*

  • başbakanımız muhterem rte hazretlerinin bir beyanatı. gazetelerden öğrendiğimiz kadarı ile "benim zamanımda nice arkadaşım vardı, çok okurlardı, kütüphaneleri vardı. hep 10 alırlardı. şimdi sefilleri oynuyorlar. okumak lazım, ancak düşünmek, uygulamak ve neticelendirmek de lazım. sadece kitapların arasından bakılan dünya hayat değildir. kitapların arasının dışındaki dünya eşittir başarı. pratik önemli. girişimci bunu yakalamıştır. siz de böyle yapın " buyurmuş muhterem başvekil.

    sefilleri oynayanlar kim? çok okuyanlar. kimmiş bu çok okuyanlar? zatı alilerinin arkadaşları. beyan açık. kendi diyor. arkadaşlarıymış. ve arkadaşları hakkında "sefilleri oynuyorlar" diyebilen bir başbakan. pirimiz önderimiz rehberimiz. valla tarz meselesi şahsen başka insanlara arkadaşlarımdan "sefilleri oynuyorlar" diye bahsetmeyi ben kendime yakıştıramam. yüzüm kızarır. ama sayın rte'nin bir bildiği vardır elbet. koskoca başbakan. benim gibi aciz biri ne bilsin?
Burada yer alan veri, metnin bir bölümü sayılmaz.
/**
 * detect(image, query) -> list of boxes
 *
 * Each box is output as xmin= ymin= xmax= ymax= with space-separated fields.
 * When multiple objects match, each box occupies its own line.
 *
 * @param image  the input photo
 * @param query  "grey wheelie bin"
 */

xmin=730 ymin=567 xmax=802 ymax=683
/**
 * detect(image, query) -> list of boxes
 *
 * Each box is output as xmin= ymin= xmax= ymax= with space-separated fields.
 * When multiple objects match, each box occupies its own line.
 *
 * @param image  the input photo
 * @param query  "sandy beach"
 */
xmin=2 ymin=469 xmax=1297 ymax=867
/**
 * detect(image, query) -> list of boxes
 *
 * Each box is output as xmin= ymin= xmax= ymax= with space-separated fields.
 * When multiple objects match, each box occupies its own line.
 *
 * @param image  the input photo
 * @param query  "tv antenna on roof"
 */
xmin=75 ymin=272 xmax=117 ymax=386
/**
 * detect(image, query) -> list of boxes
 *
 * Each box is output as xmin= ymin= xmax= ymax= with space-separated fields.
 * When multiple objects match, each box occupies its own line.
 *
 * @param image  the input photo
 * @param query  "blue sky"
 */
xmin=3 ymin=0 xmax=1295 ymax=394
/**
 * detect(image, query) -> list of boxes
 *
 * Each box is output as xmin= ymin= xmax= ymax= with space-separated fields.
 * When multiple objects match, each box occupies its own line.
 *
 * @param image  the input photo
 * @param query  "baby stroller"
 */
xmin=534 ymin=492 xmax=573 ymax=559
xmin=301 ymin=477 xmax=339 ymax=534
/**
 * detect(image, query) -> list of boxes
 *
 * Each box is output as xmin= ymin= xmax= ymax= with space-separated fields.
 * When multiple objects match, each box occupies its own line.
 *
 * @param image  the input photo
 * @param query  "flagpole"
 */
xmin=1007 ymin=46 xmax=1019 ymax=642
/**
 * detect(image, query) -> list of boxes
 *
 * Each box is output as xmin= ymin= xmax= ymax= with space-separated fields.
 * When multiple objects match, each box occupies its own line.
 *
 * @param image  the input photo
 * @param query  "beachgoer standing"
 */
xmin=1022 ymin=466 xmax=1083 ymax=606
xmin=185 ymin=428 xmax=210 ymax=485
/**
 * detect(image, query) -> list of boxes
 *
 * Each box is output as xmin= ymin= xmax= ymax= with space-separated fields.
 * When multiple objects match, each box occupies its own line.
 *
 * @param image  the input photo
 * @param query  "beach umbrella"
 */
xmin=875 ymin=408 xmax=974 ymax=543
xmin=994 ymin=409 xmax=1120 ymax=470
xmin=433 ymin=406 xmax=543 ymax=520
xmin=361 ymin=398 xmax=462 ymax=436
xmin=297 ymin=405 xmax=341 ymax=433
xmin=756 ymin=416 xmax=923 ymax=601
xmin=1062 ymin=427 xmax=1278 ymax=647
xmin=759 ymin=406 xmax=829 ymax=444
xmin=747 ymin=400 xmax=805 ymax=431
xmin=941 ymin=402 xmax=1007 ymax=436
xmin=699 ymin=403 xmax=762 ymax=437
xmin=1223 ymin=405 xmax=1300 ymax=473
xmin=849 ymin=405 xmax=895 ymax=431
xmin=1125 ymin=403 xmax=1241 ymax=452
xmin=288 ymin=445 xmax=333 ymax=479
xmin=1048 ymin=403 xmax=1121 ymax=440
    beyanatın diğer boyutu da üzerinde durmaya değer. aslında çok okumak filan bunlar boş işler. işinizi bileceksiniz. tamam kendileri "çok okumayın demedim, pratiğin de önemini vurgulamak için öyle dedim" diyebilir ama yine de bu söz benim içimi burktu ve ülkenin pragmatist ve hatta oportunist sağ politikacılar elinde elli altmış yılda düştüğü hali düşündüm. evet çok okumayıp işini bilen zevat bireysel olarak belki yolunu buldu. memur oldu işini bildi**, işadamı oldu yolunu buldu**, politikacı oldu yine işini bildi vs. ama genel anlamda ülkenin hali malum. yine de olsun; gemisini kurtaran kaptan ve benden sonra tufan değil mi?
  • hayır, zamanında edebiyata ilgi duyan arkadaşlarının, şimdilerde victor hugo'nun ölümsüz eseri les miserables'ın bir tiyatro uyarlamasını sahnelediklerini söyleyerek, arkadaşlarıyla övünen birisinin sözleri değil bunlar. rte'nin ağzından çıkınca bambaşka bir anlamı oluveriyor değil mi?
  • tipik yurdum mantalitesini yansitan cumle. ba$bakanin veya ba$ka birisinin bunu dile getirmesinde de bir degi$iklik olmaz. bu ulkede (belki de cografya demeliyim) cali$mak, okumak para etmez. onemli olan ko$eyi donmektir, voliyi vurmaktir. okuyan da cali$an da ta$$ak malzemesi olur..
  • çok okuyan arkadaşların bir kısmı haklarını aramak için yedikleri dayaklardan kendilerine gelemeyip perişan olduklarından, birçokları hiç okumayanların coplarından aldıkları darbeler ile öldüklerinden diğer bir kısmı ise bu çarpıklıkları yazdıklarında vatan haini ilan edilip sürgüne yollandıklarından ya da faile meçhul olarak kaldıklarından doğru bir ifadedir.
  • hakikaten isin pratik yanini iyi bililyor basbakan boyle seyler soyluyor sonra uzerine gorus yaziliyor, karikatur ciziliyor, aciyor davayi, aliyor parayi...
    cok pragmatik cok.
    (bkz: gotumuze girecek entryler)
  • "okuma" da dahil butun entelektuel faaliyeti iktidara, makama, zenginlige goturen bir arac olarak goruyorsa(ki boyle gordugunu dusunmemiz icin yeterince vurgu var kullandigi sozcuklerde) tabii ki hakli. bence, basariyi, neden oldugu ekonomik getiriyle olcenlerimiz basbakani ciddiye almali. cok okudugu icin kimse zenginlige guce itibara kavusamaz. dunyanin baska bir yerinde kazara kavusmak mumkundur ancak turkiye'de kazasi bile mumkun degil. sefiller'de bile rol bulamazsiniz!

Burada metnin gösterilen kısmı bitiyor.